MediaGraph: A Network Theoretic Framework to Analyze Reporting Preferences in Indian News Media
Aditya Bali, Rupsha, Vidur Kaushik, Anirban Sen

TL;DR
MediaGraph introduces a network-based framework to analyze Indian news media's reporting preferences by examining entity co-occurrence networks, revealing biases and consistency in coverage across different outlets.
Contribution
The paper presents a novel network-theoretic approach with a new link predictability metric to analyze media reporting patterns beyond textual analysis.
Findings
Significant differences in reporting preferences across news sources.
Consistent under-representation of farmer leaders in coverage.

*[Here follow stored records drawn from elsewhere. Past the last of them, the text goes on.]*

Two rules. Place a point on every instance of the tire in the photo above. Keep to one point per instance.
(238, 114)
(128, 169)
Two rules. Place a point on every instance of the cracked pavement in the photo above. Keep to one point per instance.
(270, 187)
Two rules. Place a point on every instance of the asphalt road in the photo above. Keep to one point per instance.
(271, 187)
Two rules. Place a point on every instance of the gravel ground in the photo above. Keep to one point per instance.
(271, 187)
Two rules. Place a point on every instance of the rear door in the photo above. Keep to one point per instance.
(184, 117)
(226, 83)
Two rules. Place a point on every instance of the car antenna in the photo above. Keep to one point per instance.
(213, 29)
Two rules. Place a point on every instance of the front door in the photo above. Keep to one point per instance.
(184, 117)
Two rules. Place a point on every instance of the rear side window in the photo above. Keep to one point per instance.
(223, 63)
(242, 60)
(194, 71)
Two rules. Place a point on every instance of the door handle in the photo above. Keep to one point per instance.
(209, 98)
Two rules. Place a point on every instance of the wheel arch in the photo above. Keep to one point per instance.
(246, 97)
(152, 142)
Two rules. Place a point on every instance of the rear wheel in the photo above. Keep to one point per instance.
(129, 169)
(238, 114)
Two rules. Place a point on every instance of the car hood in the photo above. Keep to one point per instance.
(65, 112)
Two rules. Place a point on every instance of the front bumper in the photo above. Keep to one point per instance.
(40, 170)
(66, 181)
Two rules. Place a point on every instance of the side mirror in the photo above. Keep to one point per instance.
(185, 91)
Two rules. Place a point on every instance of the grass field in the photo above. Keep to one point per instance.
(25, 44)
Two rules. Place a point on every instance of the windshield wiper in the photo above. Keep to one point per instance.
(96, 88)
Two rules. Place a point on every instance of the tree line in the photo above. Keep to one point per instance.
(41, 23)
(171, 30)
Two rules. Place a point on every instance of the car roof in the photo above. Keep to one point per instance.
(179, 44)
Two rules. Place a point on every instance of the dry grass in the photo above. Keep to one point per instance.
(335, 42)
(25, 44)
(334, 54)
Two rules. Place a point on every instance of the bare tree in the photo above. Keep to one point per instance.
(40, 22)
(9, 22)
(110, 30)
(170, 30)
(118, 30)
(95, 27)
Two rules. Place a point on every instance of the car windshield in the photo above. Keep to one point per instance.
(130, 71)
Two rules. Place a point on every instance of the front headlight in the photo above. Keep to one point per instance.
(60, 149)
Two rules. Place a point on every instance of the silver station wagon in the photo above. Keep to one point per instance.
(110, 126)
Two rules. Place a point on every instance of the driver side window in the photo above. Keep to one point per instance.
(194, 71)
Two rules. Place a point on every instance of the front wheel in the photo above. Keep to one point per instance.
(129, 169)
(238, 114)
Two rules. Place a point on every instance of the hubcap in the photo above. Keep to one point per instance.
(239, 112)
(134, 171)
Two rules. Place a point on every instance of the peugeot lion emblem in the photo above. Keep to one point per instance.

Link predictability effectively measures entity association stability.
Abstract
We present MediaGraph, a network-theoretic framework for analyzing reporting preferences in news media through entity co-occurrence networks. Using articles from four Indian news-sources, two mainstream (The Times of India and The Indian Express) and two fringe outlets (dna and firstpost), we construct source-specific co-occurrence networks around the 2020-21 and 2024 Farmers Protests. We analyze these networks along three network theoretic axes of centrality, community structure, and co-occurrence link predictability. The link predictability metric is a novel metric proposed that quantifies the consistency of entity associations over time using a GraphSAGE-based model. Our results reveal significant differences in reporting preferences across sources for the same event, and a consistent under-representation of farmer leaders across sources. By shifting the focus from textual signals to…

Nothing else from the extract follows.